CONCEPT
Self-Determination Theory
The psychological framework developed by Edward Deci and Richard Ryan identifying autonomy, competence, and relatedness as the three basic needs whose satisfaction produces intrinsic motivation and human flourishing.
Self-determination theory (SDT) is the empirical framework developed by
Edward Deci and Richard Ryan across four decades that identifies three basic psychological needs whose
satisfaction enables intrinsic motivation:
autonomy (the experience of choice and self-direction),
competence (the sense of effective action), and
relatedness (connection with others). SDT distinguishes
between controlled motivation (driven by external pressure or internalized compulsion) and autonomous motivation (arising from genuine interest or deeply held values).

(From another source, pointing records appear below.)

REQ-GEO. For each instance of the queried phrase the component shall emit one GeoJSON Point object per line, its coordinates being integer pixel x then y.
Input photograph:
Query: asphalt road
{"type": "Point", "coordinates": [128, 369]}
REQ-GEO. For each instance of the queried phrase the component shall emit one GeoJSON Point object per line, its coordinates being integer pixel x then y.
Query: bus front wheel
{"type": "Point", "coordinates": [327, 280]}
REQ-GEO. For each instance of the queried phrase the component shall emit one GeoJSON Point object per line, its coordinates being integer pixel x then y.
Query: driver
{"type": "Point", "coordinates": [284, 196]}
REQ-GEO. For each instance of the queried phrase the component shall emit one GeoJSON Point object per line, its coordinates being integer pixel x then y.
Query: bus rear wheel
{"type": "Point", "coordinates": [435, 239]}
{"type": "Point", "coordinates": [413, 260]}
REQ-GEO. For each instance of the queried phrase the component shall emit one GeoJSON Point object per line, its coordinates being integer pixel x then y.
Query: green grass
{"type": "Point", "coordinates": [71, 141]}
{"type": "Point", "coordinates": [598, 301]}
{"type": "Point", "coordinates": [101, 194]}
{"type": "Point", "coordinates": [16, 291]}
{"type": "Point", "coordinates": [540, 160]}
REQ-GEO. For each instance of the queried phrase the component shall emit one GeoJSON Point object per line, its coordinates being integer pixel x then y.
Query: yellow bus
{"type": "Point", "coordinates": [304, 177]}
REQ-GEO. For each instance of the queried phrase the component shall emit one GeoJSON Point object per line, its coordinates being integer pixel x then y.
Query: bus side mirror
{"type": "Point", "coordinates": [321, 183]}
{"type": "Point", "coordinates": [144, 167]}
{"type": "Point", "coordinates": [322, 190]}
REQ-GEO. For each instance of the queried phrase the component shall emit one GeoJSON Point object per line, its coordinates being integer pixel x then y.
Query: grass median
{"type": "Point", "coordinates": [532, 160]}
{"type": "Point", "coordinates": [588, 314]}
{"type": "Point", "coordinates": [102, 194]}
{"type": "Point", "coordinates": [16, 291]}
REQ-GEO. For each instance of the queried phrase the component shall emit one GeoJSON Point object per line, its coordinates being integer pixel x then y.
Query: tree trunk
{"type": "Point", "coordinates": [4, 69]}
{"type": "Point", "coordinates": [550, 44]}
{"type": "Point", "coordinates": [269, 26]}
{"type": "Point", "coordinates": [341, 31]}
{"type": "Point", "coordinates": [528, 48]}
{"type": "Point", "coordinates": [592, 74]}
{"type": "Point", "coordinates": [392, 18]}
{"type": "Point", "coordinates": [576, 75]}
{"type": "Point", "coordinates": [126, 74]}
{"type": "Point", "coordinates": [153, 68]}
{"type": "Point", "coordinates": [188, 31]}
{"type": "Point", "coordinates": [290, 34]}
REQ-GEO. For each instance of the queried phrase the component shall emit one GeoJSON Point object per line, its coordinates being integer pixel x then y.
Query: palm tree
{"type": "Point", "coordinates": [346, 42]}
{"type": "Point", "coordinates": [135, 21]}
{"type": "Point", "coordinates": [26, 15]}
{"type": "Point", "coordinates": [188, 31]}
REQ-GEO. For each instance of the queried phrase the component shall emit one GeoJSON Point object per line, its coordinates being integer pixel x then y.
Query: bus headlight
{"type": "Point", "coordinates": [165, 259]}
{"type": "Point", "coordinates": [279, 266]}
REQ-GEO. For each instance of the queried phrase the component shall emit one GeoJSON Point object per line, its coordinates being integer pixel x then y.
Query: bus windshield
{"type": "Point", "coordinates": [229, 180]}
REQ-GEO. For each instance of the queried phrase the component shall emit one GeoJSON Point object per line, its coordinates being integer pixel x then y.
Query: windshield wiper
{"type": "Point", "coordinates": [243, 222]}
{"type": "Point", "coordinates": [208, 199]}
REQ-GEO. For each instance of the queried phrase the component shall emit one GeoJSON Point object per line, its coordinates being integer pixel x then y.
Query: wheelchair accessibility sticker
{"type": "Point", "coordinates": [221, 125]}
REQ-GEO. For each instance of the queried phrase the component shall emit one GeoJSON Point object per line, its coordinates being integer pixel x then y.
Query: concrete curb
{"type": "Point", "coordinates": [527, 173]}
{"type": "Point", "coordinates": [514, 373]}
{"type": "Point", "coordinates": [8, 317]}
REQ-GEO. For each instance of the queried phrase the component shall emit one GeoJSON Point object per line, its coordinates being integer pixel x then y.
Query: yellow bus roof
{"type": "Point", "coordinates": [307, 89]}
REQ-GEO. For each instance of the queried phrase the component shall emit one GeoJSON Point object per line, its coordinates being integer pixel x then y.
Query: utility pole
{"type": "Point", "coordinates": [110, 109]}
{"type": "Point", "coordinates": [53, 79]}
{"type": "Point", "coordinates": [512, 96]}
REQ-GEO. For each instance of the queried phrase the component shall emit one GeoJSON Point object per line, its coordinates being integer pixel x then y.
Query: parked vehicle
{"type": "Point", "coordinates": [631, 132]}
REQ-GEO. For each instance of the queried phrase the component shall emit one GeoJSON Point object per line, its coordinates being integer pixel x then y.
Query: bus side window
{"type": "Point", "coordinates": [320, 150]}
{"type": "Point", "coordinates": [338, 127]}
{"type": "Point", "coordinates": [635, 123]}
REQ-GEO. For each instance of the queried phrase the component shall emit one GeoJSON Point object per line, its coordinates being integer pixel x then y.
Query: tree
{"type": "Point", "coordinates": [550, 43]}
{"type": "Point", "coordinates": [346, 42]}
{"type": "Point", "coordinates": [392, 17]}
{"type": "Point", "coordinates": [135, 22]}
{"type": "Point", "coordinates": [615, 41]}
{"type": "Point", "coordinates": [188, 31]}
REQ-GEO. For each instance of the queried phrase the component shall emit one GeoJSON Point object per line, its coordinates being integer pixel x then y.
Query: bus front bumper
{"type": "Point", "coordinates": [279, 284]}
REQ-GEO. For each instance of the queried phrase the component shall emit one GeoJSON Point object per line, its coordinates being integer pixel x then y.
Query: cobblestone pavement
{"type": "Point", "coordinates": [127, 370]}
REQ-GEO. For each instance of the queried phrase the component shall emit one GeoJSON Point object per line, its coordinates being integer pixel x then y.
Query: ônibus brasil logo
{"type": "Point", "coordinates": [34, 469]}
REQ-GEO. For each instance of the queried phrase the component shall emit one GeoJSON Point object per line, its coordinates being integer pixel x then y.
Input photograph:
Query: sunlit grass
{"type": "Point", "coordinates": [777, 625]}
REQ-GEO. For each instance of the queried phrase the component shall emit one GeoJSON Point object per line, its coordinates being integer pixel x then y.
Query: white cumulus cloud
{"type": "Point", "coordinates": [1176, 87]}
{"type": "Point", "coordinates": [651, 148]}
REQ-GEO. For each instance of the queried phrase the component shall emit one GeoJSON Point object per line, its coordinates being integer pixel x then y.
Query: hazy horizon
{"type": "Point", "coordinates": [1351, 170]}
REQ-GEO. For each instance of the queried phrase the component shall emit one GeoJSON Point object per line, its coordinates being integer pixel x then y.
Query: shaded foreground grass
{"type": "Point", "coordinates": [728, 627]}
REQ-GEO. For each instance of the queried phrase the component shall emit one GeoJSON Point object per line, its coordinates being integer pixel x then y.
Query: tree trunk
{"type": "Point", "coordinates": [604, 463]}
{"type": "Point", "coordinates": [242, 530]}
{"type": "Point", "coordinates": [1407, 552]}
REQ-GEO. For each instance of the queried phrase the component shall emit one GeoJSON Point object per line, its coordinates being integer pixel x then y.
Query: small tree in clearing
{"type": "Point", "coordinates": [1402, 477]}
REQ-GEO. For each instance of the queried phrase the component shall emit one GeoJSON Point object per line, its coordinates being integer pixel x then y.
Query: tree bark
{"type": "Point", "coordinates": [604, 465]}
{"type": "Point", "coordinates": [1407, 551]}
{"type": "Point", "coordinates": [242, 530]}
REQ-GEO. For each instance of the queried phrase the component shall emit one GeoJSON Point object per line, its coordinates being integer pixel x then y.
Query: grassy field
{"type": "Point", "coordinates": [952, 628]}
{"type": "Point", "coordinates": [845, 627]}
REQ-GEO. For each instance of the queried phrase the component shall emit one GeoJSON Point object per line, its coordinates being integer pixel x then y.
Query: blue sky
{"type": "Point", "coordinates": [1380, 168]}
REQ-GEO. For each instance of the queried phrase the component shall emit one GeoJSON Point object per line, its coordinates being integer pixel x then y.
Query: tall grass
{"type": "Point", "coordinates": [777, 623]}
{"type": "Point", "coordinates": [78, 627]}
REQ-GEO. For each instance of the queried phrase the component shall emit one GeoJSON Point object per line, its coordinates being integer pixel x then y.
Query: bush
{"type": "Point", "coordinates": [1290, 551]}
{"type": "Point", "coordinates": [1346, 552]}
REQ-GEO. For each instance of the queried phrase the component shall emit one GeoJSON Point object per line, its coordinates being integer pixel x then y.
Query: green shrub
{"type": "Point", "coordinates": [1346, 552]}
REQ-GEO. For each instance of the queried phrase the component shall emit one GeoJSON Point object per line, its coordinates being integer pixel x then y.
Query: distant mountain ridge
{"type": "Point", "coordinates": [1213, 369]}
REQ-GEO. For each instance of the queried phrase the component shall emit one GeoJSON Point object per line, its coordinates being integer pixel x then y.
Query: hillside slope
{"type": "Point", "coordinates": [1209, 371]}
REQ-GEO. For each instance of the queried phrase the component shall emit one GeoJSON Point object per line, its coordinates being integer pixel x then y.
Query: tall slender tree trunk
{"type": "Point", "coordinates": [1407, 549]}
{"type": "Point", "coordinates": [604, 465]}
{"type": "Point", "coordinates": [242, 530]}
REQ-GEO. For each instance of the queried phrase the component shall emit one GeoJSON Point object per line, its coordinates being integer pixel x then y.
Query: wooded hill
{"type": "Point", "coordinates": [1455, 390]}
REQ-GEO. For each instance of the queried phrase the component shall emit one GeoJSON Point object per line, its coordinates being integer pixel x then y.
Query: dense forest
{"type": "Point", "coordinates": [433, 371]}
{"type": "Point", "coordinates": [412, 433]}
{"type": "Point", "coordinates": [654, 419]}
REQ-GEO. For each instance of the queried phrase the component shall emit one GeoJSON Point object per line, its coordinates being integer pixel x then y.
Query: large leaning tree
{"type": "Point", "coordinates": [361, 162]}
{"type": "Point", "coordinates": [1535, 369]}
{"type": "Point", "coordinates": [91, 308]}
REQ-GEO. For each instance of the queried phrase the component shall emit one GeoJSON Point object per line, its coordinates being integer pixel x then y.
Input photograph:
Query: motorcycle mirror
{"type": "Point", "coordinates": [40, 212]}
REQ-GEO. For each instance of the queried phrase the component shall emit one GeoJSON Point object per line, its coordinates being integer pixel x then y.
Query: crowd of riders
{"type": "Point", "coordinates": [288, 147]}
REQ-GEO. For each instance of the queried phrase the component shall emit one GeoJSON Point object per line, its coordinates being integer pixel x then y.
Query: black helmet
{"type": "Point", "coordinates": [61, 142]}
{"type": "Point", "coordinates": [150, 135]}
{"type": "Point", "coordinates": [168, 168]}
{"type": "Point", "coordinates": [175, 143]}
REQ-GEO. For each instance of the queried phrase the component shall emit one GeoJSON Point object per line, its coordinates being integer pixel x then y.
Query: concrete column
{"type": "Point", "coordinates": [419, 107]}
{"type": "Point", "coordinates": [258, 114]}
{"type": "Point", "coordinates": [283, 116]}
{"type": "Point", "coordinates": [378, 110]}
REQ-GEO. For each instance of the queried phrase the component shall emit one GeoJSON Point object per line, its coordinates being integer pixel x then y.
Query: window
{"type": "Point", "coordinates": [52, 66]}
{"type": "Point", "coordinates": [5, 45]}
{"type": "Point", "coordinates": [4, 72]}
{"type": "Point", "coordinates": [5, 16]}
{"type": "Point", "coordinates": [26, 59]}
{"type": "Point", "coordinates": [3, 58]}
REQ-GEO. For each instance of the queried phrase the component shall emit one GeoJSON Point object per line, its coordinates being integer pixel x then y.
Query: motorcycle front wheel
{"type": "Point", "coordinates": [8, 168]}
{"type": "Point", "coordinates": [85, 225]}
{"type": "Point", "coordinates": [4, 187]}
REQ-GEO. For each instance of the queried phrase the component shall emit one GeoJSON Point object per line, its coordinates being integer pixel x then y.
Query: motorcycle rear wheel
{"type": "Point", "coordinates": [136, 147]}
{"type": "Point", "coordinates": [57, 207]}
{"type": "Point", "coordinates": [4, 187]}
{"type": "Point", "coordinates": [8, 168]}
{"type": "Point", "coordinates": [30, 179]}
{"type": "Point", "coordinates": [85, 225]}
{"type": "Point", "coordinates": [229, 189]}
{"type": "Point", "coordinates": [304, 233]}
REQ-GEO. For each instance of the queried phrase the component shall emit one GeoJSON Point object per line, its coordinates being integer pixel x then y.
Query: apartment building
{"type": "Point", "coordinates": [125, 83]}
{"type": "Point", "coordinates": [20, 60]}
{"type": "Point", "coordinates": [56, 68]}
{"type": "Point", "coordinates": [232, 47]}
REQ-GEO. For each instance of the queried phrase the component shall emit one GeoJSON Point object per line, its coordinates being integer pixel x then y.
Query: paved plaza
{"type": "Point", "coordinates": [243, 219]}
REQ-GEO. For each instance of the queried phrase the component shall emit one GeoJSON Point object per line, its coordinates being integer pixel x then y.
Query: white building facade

The theory has been applied across education, workplace, healthcare, sport, and therapy, generating one of the largest bodies of replication research in contemporary psychology.
Pink's
three pillars are the applied
translation of SDT for organizational and popular audiences — autonomy mapping directly, mastery corresponding to competence, and purpose connecting to a broader construal of relatedness through meaningful contribution.
In The You On AI Field Guide
SDT emerged from Deci's 1969 dissertation experiments showing that external rewards undermined intrinsic motivation, which his collaboration with Richard Ryan expanded into a comprehensive theory of human motivation.